Selain soal status Budi Arie, Andy turut menyoroti perkembangan politik setelah Budi Arie tidak lagi berada di dalam pemerintahan.
Andy mengingatkan agar situasi tersebut tidak dimanfaatkan untuk membangun pertentangan antara Jokowi dan Presiden Prabowo Subianto.
“Jangan karena direshuffle, kemudian sakit hati dan memainkan politik adu domba antara Pak Jokowi dengan Presiden Prabowo,” kata Andy.
Andy juga mengungkit pernyataan Budi Arie dalam Kongres Projo yang menyebut nama Projo tidak berkaitan dengan singkatan Pro Jokowi.
“Publik juga tidak lupa ketika dalam Kongres Projo, Budi Arie menyatakan bahwa Projo bukan singkatan Pro Jokowi,” ujarnya.
Menurut Andy, PSI tidak membutuhkan tokoh yang melakukan manuver politik spekulatif untuk mengejar kepentingan jabatan pribadi.
“PSI tidak butuh avonturir politik yang ke sana kemari memainkan manuver spekulatif.
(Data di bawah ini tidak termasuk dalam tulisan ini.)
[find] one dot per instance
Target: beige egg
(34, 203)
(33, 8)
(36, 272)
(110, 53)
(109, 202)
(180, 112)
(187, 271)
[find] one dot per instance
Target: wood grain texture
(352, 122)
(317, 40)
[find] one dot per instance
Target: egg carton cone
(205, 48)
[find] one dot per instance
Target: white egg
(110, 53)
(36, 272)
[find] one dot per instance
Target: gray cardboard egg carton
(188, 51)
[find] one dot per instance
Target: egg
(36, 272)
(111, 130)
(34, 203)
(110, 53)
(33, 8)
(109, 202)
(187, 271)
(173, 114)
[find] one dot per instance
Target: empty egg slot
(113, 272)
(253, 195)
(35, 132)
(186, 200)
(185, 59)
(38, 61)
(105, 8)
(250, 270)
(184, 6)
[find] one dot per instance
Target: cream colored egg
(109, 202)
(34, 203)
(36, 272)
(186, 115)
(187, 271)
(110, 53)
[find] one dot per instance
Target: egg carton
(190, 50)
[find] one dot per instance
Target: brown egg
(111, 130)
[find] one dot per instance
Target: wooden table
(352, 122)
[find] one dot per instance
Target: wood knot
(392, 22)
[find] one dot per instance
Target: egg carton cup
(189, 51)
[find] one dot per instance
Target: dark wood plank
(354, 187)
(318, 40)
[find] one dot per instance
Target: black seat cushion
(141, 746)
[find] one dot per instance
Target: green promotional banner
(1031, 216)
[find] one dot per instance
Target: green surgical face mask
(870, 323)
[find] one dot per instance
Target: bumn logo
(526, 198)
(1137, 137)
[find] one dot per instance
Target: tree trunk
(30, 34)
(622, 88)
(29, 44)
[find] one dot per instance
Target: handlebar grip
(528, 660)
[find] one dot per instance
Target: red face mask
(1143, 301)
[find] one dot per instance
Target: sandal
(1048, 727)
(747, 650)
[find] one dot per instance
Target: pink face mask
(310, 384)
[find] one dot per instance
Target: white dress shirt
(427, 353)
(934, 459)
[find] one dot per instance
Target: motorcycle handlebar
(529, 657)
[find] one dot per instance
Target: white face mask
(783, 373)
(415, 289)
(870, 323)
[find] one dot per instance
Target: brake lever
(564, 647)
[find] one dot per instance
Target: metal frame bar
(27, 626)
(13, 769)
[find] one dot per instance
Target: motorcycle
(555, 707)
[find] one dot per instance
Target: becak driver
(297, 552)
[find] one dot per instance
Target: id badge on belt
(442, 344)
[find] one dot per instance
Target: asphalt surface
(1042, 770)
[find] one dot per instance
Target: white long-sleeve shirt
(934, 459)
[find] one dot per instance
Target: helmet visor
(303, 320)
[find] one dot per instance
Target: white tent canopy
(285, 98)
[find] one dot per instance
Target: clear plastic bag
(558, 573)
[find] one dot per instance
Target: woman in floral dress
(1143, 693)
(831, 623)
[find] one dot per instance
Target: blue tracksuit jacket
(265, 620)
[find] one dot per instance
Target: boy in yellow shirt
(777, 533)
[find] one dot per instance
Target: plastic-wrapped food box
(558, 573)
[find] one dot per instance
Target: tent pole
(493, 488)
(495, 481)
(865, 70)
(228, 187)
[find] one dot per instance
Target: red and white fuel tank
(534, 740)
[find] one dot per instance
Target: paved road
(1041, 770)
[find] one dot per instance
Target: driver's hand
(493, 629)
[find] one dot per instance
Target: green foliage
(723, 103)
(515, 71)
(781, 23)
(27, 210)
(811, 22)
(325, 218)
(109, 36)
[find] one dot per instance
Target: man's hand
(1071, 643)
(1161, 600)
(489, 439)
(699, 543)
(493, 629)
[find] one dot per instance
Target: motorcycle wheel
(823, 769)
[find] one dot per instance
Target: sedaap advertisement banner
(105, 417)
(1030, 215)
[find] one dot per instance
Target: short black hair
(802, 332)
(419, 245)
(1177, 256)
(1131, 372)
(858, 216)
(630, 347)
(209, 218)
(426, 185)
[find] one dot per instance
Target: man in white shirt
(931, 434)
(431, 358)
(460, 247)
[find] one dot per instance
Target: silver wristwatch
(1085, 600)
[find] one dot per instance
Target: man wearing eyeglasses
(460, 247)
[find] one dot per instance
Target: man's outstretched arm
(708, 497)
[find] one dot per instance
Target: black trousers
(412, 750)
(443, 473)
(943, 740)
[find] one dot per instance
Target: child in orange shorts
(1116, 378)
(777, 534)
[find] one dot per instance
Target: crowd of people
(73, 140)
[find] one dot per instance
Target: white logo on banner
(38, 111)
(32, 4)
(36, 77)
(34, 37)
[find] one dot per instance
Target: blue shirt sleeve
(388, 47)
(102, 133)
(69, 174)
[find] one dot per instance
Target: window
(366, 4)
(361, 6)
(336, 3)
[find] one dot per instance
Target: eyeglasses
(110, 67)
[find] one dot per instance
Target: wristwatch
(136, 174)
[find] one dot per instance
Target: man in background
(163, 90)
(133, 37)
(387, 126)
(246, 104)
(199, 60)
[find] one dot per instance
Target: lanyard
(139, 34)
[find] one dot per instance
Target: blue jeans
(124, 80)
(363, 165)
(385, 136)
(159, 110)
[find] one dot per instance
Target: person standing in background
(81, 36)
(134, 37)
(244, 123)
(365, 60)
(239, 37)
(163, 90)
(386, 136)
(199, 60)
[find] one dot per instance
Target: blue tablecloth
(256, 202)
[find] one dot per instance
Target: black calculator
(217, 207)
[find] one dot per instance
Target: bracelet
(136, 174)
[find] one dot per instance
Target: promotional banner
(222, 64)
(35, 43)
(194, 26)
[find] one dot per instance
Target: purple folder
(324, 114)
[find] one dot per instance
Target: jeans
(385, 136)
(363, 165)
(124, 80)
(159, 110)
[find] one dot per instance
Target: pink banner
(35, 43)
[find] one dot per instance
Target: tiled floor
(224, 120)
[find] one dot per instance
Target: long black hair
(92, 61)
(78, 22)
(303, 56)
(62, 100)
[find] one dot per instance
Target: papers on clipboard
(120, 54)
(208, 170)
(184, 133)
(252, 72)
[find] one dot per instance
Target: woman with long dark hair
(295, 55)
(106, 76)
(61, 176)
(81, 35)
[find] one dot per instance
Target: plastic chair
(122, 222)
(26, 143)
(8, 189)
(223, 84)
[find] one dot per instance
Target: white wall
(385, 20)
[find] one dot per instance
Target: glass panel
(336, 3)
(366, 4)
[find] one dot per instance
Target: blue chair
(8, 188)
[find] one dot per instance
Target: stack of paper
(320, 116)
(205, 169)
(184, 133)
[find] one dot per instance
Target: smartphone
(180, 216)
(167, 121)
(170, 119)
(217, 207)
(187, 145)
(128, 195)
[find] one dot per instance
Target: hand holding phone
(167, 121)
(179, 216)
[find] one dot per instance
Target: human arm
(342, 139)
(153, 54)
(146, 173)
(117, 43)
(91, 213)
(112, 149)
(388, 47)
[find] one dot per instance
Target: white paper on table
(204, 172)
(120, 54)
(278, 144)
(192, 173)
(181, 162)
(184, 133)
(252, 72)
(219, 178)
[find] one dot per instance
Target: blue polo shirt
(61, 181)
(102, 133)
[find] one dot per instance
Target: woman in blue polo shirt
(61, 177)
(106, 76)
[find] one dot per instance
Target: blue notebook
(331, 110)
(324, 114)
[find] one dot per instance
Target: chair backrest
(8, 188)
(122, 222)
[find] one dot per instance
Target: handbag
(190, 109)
Politik adalah arena perjuangan bukan arena perjudian pribadi untuk mengejar jabatan jadi menteri lagi," pungkas Andy.
Polemik antara PSI dan Budi Arie muncul setelah rekaman video yang menampilkan Budi Arie bersama Jokowi beredar luas di media sosial.
Dalam rekaman tersebut, Budi Arie berbicara mengenai kemungkinan skenario politik yang berbeda dari perkiraan umum menjelang Pemilu 2029.
Dia menyampaikan kepada audiens mengenai insting politiknya yang memperkirakan adanya kemungkinan agenda politik nasional berlangsung lebih cepat dari jadwal Pemilu 2029.
"Saya ingin sampaikan, tadi saya udah bisik ke Pak Jokowi, 'Pak, kok insting saya ini lebih cepat dari 2029?'. Apakah kita mau? Belum tentu kita mau. Kita masih ngomong ke Pemilu 2029. Kalau terjadi percepatan gimana? Kita siap, enggak?" ucap Budi Arie yang kemudian mendapat jawaban "Siap!" dari para peserta.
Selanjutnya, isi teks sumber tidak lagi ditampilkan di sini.